On the other hand, I hold no scorn for the previous substitute driver, at the commencement of the third hour of her one and only 70A experience unabashedly pulling her vehicle to a curb, shutting herself outside the hell pits for a moment of peace and a heavy pull at a smoke. The thought of laughing out the window with those young mothers over her puffing and pacing cheered me, anyone passing perhaps wondering what pulled at the corners of my lips. But soon the same image set me to brooding on today's event: the Fire Hazard man.
Not much of an event, really, but a little flare of anger lends it a place in my memory. Some dolt had approached the front of the bus at his stop, but, seeing the door veritably bricked in by a cluster of baby carriages, blustered a moment and turned around, mumbling as he passed.
"They shouldn't block the door; that's a fire hazard." I looked up from my book to the back of his head just ducking onto the street through the bus's rear door. "It's unsafe," I heard him say again, disappearing.
Perhaps I should just let the reader sit a moment and perceive the layers of sad, sopping, saturated wrong flop down like the rifled pages of a book in a puddle.
Firstly, esteemed sir, how many babies do you often push? It's unfortunate that they reroute you, but to the mothers who tend them they're ever-present inertia; small wonder they drop near the place they enter.
Second, there was clearly no other place for these carriages, even if the caretakers had exerted themselves as on your behalf as you prefer. The folding seats had folded, the aisles had been emptied of errant feet and bags and filled again with strollers. To clear the way would be to keep a mother from work and a child from school.
Third, this barebones bus could not burn if it tried, provided, of course, that impatient hell does not open a port-hole under your feet even while the wheels on the bus go round and round because
Fourth, WOULD THESE BABIES NOT NEED TO ESCAPE A BURNING BUS? Is it such a personal tragedy that these babies and these mothers obstruct by squatting closer to the exit than able-bodied you? "Hero of Bus Accident Praised: Pushes Aside Babies, Carriages Allowing Passengers To Escape." It feels like the punchline to a First-World Problems joke in its inaneness.

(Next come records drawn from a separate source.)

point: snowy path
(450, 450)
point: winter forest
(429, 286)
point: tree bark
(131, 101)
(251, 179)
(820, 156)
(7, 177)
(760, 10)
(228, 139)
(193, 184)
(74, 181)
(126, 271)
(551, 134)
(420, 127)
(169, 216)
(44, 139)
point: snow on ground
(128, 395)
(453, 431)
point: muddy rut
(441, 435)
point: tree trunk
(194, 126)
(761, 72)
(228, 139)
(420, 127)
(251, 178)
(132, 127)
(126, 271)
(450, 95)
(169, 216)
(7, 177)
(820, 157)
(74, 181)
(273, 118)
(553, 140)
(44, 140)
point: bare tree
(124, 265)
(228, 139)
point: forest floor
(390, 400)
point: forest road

Single Guy Problems.
I probably overdo my tirade, since I'm certain he didn't think about these things much before he spoke. Perhaps this is his fault, but it is a lesser one than all those faults I charge him with as if he had considered them. Anyway, now I don't know whether I can hate him, since I spent so long arresting my giggling after he departed. Fire hazard. Of all the complaints.
Maybe I'll tell this story to my friend Chuka, also a bus driver, or maybe I'll tell it as an excuse to learn the name of Ms. Fuzzy Black Hair whose Operator Number I don't even know: it will probably break the stern face of one or the other or both into a grin, and hell, they could use it sometimes.